Dal secondo anno, secondo le stime della Duke, la curva si incrocia: le emissioni cumulative delle BEV scendono sotto quelle delle auto a benzina e l’“effetto vantaggio” cresce progressivamente con l’aumentare del chilometraggio. Questo vantaggio diventa ancor più marcato nei contesti in cui la ricarica attinge a una rete elettrica via via più decarbonizzata. Lo studio non si ferma al presente e simula scenari di adozione fino al 2050. Un risultato chiave riguarda il rapporto tra capacità delle batterie e CO2 evitata: ogni kilowattora aggiuntivo di capacità potrà consentire di evitare mediamente circa 220 kg di CO2 nel 2030 e 127 kg nel 2050.
La traiettoria, controintuitiva a prima vista, riflette l’evoluzione del sistema energetico: man mano che la rete diventa più pulita, l’efficienza climatica dell’insieme migliora e l’“evitato” marginale per singolo kWh si riduce, senza intaccare il vantaggio complessivo del parco BEV rispetto ai veicoli a benzina. Sul piano economico-ambientale, i ricercatori quantificano i danni complessivi generati nell’arco di vita: oggi, quelli associati a un’auto a benzina risultano da due a tre volte e mezzo superiori rispetto a quelli di un’auto elettrica.

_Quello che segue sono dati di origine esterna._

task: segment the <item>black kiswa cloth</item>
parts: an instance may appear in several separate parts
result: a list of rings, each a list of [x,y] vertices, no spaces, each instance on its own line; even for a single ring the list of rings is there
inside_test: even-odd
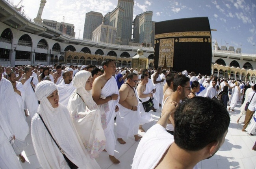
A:
[[[212,41],[208,17],[156,22],[155,35],[156,67],[211,73]]]

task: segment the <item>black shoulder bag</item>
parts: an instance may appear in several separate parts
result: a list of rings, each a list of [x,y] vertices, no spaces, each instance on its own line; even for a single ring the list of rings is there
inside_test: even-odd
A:
[[[54,143],[56,144],[56,145],[57,146],[58,148],[59,148],[59,149],[60,151],[60,152],[63,155],[63,156],[64,157],[64,158],[66,160],[66,161],[67,163],[69,165],[69,166],[70,167],[71,169],[77,169],[78,168],[78,167],[77,166],[76,164],[74,164],[73,163],[73,162],[71,161],[66,156],[66,155],[65,155],[65,154],[62,151],[62,149],[59,146],[58,144],[57,144],[57,142],[55,141],[54,138],[53,138],[53,137],[52,137],[52,134],[50,133],[50,131],[49,131],[49,129],[48,129],[48,128],[47,128],[47,126],[46,126],[46,125],[45,123],[45,122],[44,122],[44,120],[43,120],[43,118],[42,118],[42,117],[41,117],[41,116],[40,114],[39,114],[39,113],[37,113],[39,116],[40,117],[40,118],[41,119],[41,120],[42,120],[42,122],[43,122],[43,123],[45,125],[45,128],[46,128],[46,129],[47,130],[47,131],[48,131],[48,133],[49,133],[49,134],[51,136],[51,137],[52,137],[52,140],[54,142]]]

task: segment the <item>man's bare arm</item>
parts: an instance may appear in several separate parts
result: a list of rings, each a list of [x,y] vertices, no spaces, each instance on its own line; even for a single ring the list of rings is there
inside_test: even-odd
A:
[[[107,96],[105,99],[100,98],[102,86],[102,82],[101,82],[101,80],[98,78],[96,78],[93,84],[92,94],[93,100],[96,103],[97,105],[104,104],[111,100],[116,100],[117,99],[118,94],[112,94],[111,96]]]
[[[119,100],[119,104],[126,109],[135,111],[136,110],[135,110],[135,107],[137,108],[137,107],[130,105],[126,101],[126,98],[128,96],[129,90],[130,88],[127,88],[127,86],[126,86],[125,85],[121,87],[120,90],[119,91],[120,96]]]
[[[171,102],[169,104],[167,104],[166,105],[166,108],[165,109],[165,111],[162,113],[161,117],[156,123],[157,124],[160,124],[165,128],[166,127],[167,122],[170,115],[173,114],[174,112],[176,110],[176,108],[178,106],[178,103],[173,101]]]
[[[151,97],[153,94],[149,93],[148,94],[145,94],[143,93],[143,89],[144,87],[142,85],[139,85],[137,87],[138,96],[141,98],[146,98],[147,97]]]

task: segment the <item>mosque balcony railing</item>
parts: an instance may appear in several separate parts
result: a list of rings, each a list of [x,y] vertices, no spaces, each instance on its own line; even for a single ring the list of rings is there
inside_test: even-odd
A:
[[[11,39],[7,39],[6,38],[0,38],[0,41],[8,43],[9,44],[11,44]]]

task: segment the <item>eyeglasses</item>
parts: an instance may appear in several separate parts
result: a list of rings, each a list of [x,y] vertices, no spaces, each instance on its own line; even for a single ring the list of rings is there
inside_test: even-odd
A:
[[[134,83],[135,83],[135,84],[138,83],[138,80],[134,80],[132,79],[131,79],[131,80],[134,82]]]
[[[187,89],[189,90],[191,90],[191,87],[185,87],[185,86],[182,86],[182,85],[181,85],[180,86],[181,86],[181,87],[183,87],[186,88]]]

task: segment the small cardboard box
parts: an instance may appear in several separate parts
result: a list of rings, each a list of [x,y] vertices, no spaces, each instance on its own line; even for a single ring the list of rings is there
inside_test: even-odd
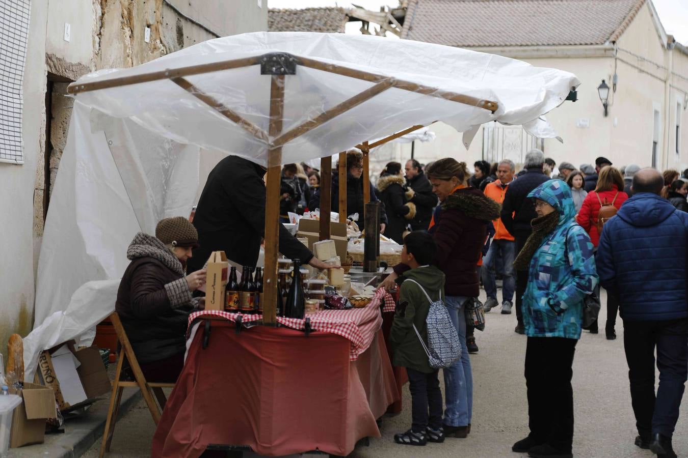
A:
[[[74,341],[42,352],[38,376],[54,391],[60,411],[92,404],[112,388],[98,347],[75,350]]]
[[[23,399],[12,417],[12,448],[32,444],[43,444],[45,420],[56,416],[55,395],[50,388],[35,383],[24,383],[23,389],[12,390]]]
[[[224,251],[211,253],[206,268],[206,310],[224,310],[224,288],[229,271],[229,262]]]
[[[299,220],[299,231],[297,237],[305,237],[308,239],[308,248],[313,249],[313,244],[320,240],[320,221],[316,220]],[[346,223],[330,222],[330,238],[334,241],[337,255],[339,259],[346,259],[346,248],[348,239],[346,236]]]

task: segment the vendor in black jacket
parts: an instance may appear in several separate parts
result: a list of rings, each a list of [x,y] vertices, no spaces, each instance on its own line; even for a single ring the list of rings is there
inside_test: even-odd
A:
[[[190,271],[202,268],[211,252],[220,250],[240,266],[256,265],[265,233],[265,174],[263,167],[237,156],[228,156],[215,166],[193,218],[200,247],[188,262]],[[318,268],[328,267],[282,225],[279,252]]]
[[[416,216],[411,220],[412,231],[427,231],[430,227],[432,212],[437,207],[437,196],[416,159],[406,162],[406,198],[416,205]]]
[[[388,163],[378,180],[378,197],[387,210],[385,235],[400,245],[404,244],[404,231],[416,211],[416,204],[406,201],[405,184],[401,164],[398,162]]]

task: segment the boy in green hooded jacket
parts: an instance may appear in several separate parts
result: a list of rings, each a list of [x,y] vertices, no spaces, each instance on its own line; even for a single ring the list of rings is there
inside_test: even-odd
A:
[[[427,232],[411,232],[404,239],[401,262],[411,268],[396,280],[401,283],[399,306],[389,332],[394,365],[406,367],[409,374],[411,428],[406,433],[394,435],[394,441],[404,445],[424,446],[428,442],[444,440],[439,369],[430,367],[420,340],[422,339],[427,345],[425,319],[430,301],[422,290],[433,301],[444,299],[444,274],[430,265],[436,253],[435,241]]]

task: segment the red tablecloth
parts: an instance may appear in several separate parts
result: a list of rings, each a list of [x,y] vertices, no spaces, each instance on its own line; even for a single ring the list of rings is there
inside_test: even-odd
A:
[[[376,292],[372,300],[365,307],[347,310],[322,310],[308,315],[310,327],[314,331],[336,334],[351,341],[351,360],[354,361],[358,355],[365,352],[383,323],[380,308],[383,312],[394,311],[394,298],[384,289]],[[234,321],[238,313],[229,313],[224,310],[201,310],[189,317],[189,329],[194,320],[200,318],[222,318]],[[249,323],[263,319],[261,314],[241,314],[243,323]],[[277,317],[277,323],[291,328],[303,330],[305,319]]]
[[[379,437],[375,420],[399,397],[379,327],[355,361],[351,341],[331,332],[234,328],[213,321],[204,350],[196,333],[153,457],[194,458],[211,444],[268,456],[347,455],[361,439]]]

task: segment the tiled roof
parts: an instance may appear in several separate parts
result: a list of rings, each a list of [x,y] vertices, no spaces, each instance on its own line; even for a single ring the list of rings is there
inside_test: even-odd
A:
[[[270,32],[320,32],[343,33],[348,20],[347,10],[340,8],[268,10]]]
[[[645,0],[410,0],[401,38],[458,46],[602,45]]]

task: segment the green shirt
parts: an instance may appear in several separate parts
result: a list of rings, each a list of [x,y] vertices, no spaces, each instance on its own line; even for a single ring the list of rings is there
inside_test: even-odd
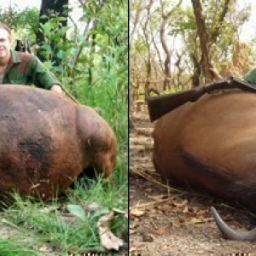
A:
[[[14,50],[10,53],[3,84],[34,84],[44,89],[61,84],[35,55]]]
[[[251,69],[242,79],[247,83],[256,85],[256,68]]]

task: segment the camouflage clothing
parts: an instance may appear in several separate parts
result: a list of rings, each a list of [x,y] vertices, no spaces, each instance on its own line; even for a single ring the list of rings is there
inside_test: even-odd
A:
[[[243,79],[247,83],[256,85],[256,68],[251,69],[244,77]]]
[[[61,83],[51,75],[33,55],[11,50],[3,84],[34,84],[50,89]]]

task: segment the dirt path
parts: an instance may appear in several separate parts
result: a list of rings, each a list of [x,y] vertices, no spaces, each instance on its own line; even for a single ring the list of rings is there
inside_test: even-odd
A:
[[[256,242],[221,237],[209,208],[214,205],[235,229],[250,229],[255,217],[205,193],[168,187],[152,165],[153,125],[147,113],[135,114],[130,135],[130,251],[142,255],[256,255]],[[253,223],[254,222],[254,223]]]

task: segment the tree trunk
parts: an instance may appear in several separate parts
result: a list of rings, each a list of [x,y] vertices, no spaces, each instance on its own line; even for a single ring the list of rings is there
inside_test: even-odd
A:
[[[209,38],[206,28],[205,20],[202,15],[202,7],[200,0],[191,0],[195,16],[197,31],[200,38],[200,44],[202,55],[202,72],[205,78],[205,84],[212,80],[212,76],[209,71],[212,67],[211,57],[209,55]]]

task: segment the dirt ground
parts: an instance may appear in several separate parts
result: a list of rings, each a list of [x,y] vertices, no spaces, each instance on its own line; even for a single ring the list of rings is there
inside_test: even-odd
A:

È un differenziale che pesa sulle tasche collettive, oltre che sull’atmosfera, e che chiama in causa costi sanitari, climatici e di qualità dell’aria. Ma non basta questo per assolvere l’elettrico da ogni criticità. La filiera delle batterie pone interrogativi seri: l’estrazione delle materie prime e la raffinazione concentrata in pochi Paesi comportano impatti ambientali, consumo idrico, pressioni sui territori e rischi sociali. È qui che si gioca la seconda metà della sfida: elettrificare sì, ma con catene di fornitura più trasparenti e pratiche industriali meno energivore. L’industria, dal canto suo, sostiene di essere già in movimento.
Processi produttivi ottimizzati, fabbriche alimentate da rinnovabili, chimiche meno impattanti e riciclo avanzato promettono di ridurre in modo sensibile l’impronta delle batterie. Il progresso non è teorico: il tasso di recupero dei materiali strategici cresce, mentre si sperimentano usi “second life” per lo stoccaggio stazionario. Ogni punto percentuale di miglioramento su questi fronti accorcia il tempo di pareggio emissivo delle BEV e ne amplifica il vantaggio sul ciclo di vita. Gli autori della ricerca mettono però in guardia dalle certezze granitiche.
Le proiezioni dipendono da variabili che possono accelerare o rallentare i benefici: la durata effettiva dei veicoli, il ritmo di decarbonizzazione della rete, i tassi di riciclo, le tecnologie di ricarica, la dimensione media delle auto e i chilometri annuali percorsi. Un’auto elettrica leggera, ricaricata prevalentemente quando l’energia rinnovabile è abbondante, in un Paese con mix pulito e infrastrutture efficienti, “batte” la benzina prima e di più. Viceversa, BEV molto pesanti usate poco e ricaricate da reti ancora carbon-intensive impiegano più tempo a migliorare il bilancio climatico.
Le implicazioni per le politiche pubbliche sono immediate servono incentivi mirati alla rottamazione dei veicoli più inquinanti e all’acquisto di modelli elettrici efficienti. Urgono standard stringenti per il riciclo delle batterie e per la tracciabilità delle materie prime, occorrono investimenti nelle reti, in accumuli e rinnovabili per rendere più pulita e resiliente la ricarica. E, infine, sono importanti regole di rendicontazione omogenee per le emissioni lungo la filiera, così da evitare greenwashing e confronti distorti.